When there are changes in monetary policy – for instance, when the Central Bank increases the Reference Interest Rates (the MIMO rate in the case of Mozambique) – the price of Bonds falls. This fall in prices reflects a reduction of liquidity in the market, since i) investors have other alternatives for investing their capital, withdrawing it from the securities they hold, ii) commercial banks retain a greater percentage of their assets at the Central Bank, and iii) the credit conditions available to the economy worsen. All these situations tighten market conditions, resulting in higher interest rates.
On the other hand, changes in the balance between demand and supply can also result in higher interest rates. When issuers’ need for capital increases, more securities are issued into the market which may not be fully absorbed by existing investors. To buy up the available supply, investors demand higher rates of return to take advantage of the imbalance in demand, driving up interest rates once again.
This behaviour has a direct impact on the financial assets that make up the portfolios of Mozambican investors, since these are mainly made up of debt securities and time deposits. The rise in interest rates has a negative effect on bond prices, as there is a direct relationship between the two variables.
The relationship between the price of a bond and the interest rate derives from the fact that the price per bond is the sum of the cash flows, discounted to the present date, that the bond will have during its life. Any change in the yield results in a change of the bond price, as the sum of the cash flows will increase or decrease as they are discounted.
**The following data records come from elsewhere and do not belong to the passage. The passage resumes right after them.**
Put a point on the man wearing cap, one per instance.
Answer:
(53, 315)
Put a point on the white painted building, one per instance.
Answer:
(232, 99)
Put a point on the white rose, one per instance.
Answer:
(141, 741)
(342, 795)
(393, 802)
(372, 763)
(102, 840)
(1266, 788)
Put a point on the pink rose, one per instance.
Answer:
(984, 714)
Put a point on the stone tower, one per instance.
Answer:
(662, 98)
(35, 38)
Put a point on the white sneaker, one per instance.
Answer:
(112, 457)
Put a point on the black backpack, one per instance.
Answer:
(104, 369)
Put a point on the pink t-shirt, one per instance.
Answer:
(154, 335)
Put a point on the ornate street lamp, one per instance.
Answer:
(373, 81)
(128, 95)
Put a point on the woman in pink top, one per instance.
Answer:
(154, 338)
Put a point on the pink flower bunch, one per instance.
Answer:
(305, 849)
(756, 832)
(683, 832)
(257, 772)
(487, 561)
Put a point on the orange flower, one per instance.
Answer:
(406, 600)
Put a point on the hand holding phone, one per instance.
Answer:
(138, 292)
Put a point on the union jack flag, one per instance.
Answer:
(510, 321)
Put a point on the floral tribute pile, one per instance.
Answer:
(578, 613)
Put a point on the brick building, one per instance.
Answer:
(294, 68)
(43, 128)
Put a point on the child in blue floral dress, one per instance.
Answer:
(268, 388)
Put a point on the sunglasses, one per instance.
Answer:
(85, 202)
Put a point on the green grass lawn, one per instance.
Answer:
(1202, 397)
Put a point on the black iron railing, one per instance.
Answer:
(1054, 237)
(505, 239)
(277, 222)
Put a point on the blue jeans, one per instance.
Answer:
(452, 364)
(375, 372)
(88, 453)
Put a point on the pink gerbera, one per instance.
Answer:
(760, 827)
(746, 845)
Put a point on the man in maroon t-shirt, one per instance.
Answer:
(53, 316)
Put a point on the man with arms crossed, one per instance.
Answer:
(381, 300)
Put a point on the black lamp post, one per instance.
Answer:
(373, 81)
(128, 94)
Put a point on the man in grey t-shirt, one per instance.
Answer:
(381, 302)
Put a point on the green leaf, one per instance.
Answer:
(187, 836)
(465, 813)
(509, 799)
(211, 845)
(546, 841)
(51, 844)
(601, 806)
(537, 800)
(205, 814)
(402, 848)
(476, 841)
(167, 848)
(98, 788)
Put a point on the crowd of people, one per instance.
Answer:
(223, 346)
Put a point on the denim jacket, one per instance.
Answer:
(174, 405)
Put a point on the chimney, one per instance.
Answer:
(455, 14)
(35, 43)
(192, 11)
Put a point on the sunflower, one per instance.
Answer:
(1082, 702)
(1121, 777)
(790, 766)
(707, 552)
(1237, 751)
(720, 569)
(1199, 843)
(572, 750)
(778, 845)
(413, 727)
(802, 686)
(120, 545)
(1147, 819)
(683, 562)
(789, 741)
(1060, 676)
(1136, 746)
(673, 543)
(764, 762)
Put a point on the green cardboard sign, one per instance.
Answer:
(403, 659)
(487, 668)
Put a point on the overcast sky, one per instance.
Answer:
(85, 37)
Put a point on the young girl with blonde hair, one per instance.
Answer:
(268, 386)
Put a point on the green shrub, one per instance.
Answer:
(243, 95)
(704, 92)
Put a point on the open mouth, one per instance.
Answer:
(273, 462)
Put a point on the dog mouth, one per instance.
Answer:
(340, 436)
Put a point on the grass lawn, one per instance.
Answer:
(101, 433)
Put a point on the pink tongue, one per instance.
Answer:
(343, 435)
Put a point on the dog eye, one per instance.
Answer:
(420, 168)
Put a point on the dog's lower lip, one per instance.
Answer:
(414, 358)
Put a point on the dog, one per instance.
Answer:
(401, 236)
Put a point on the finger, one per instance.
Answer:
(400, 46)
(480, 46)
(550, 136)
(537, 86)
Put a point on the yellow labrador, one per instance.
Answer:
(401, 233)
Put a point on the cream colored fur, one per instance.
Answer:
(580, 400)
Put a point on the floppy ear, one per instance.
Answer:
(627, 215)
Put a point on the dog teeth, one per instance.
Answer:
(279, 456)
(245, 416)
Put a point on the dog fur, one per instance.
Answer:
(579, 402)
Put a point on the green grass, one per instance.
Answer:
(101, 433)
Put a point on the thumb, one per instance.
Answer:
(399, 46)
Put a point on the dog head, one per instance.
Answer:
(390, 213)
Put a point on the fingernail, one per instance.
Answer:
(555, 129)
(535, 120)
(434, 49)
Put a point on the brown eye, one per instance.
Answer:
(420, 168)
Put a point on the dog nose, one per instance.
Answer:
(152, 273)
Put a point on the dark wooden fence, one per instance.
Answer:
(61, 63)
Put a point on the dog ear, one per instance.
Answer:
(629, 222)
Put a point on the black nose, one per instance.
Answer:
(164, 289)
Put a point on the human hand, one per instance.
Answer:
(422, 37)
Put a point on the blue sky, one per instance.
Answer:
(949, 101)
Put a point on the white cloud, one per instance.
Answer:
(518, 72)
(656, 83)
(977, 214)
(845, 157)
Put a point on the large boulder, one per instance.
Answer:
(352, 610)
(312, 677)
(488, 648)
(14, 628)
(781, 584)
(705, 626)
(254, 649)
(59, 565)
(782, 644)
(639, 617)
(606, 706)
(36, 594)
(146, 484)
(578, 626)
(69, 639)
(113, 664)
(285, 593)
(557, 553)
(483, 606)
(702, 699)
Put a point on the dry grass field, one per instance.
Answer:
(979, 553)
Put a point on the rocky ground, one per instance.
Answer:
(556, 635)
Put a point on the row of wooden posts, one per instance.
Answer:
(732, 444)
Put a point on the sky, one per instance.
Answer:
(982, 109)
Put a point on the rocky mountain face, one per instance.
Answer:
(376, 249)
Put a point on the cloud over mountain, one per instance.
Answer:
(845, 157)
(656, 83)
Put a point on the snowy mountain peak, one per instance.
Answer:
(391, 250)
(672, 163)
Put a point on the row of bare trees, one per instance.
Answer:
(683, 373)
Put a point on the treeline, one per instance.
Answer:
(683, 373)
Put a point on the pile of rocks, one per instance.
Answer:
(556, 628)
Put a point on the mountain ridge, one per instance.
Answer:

The price of bonds, especially fixed rate bonds, always incorporate the expectations that investors have for the future evolution of interest rates, and will change whenever there are changes in those expectations. Rising rates will reduce the price of the bond and falling rates will have an inverse effect. For example, for a bond with a fixed rate coupon, which is trading in the market at a price of 100%, the yield will equal the coupon rate. If interest rates for assets of equal risk in the market rise, this bond can be expected to trade below 100%, generating less potential capital gains for investors who bought it at 100%. If interest rates fall, the movement will be the opposite and the bond will trade above 100%, generating potential capital gains for investors who have bought it at 100%.
Therefore, and taking into consideration the positive correlation between yields and the Central Bank’s monetary policy reference rate, the strategic positioning of an investor in a scenario of an increase in the reference interest rate should take into account the impacts of this increase on the composition of the portfolio of assets.
In the case of passive investors – those who normally invest in long-term assets and hold them until maturity – a rise in interest rates will have a negative impact on their current portfolio, but will allow them to add new assets at higher interest rates, thus increasing the average profitability of their portfolio. On the other hand, if the investor opts for an active management of his portfolio, when he anticipates a rise in interest rates he can resort to the capital market to get rid of securities with a greater potential devaluation and invest in more profitable assets according to current market conditions.
The secondary market meets the needs of investors who opt for active management of their portfolios, whether for liquidity, rebalancing or trading purposes. Investors using passive management can also use the secondary market to invest in assets already issued and which, after incorporating the new market conditions, seem more appropriate to their portfolio.